One example is ACOR (communities of cancer patients), where patients often share information that's less well known; another is PatientsLikeMe, where patients band together because the establishment is out of answers for their condition. And mark my words, another will be patients who've been priced out of the market and, more or less desperately, need care for themselves, their kids, their parents.
Clay talks about the inexorable shift of value from decentralized to centralized and back out to decentralized. What he hasn't mentioned yet is the value that's being generated in the ecosystem completely off the grid. When consumers start to get what they need without even getting in the game, an industry's foundation crumbles.

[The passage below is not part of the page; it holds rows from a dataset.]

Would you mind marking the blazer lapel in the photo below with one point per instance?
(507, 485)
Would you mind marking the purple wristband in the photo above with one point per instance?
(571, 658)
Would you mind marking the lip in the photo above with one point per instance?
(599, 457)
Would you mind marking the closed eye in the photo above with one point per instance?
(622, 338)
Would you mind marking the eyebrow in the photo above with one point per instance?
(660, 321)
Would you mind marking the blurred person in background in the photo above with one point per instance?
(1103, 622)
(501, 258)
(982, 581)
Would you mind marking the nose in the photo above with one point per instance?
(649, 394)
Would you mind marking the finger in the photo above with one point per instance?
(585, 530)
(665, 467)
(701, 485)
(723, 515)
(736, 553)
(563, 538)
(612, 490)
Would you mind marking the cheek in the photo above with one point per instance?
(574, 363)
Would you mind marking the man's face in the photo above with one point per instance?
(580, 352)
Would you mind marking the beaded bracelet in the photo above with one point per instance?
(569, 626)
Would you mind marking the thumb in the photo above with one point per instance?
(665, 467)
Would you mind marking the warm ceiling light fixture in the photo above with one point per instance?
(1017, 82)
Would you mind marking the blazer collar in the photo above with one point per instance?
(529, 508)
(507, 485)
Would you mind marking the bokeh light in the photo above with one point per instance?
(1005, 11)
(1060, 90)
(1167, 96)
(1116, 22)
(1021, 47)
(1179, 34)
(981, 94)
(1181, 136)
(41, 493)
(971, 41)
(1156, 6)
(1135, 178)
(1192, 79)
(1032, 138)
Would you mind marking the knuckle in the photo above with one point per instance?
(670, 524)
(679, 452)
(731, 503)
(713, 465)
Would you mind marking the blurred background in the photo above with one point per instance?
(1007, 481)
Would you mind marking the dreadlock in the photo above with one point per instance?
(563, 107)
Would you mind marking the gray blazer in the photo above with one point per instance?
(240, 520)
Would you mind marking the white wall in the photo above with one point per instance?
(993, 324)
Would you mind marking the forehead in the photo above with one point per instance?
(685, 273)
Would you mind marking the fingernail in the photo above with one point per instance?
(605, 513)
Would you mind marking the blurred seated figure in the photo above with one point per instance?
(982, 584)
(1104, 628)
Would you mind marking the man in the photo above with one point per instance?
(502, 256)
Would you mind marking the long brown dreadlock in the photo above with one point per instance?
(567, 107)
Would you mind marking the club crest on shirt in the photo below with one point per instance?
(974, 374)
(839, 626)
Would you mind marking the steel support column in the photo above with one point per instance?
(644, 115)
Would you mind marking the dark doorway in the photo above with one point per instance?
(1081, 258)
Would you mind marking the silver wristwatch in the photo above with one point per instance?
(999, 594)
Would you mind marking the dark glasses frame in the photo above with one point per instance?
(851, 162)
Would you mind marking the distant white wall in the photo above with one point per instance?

btw, here's Gilles Frydman's e-patients.net post Will the Great Recession Create Millions of e-Patients?.
More regarding Fisher's thoughts about ACOs from 6/18 NYT Online:
"We need to foster the development of more organized systems that are responsible and accountable for the overall costs of care experienced by their patients. Some health systems like Kaiser Permanente and Geisinger are already fully integrated and represent one possible approach. But physicians in many communities — Grand Junction, Colo.; Green Bay, Wis., for example — have come together in networks that provide some common resources that help the physicians work together effectively."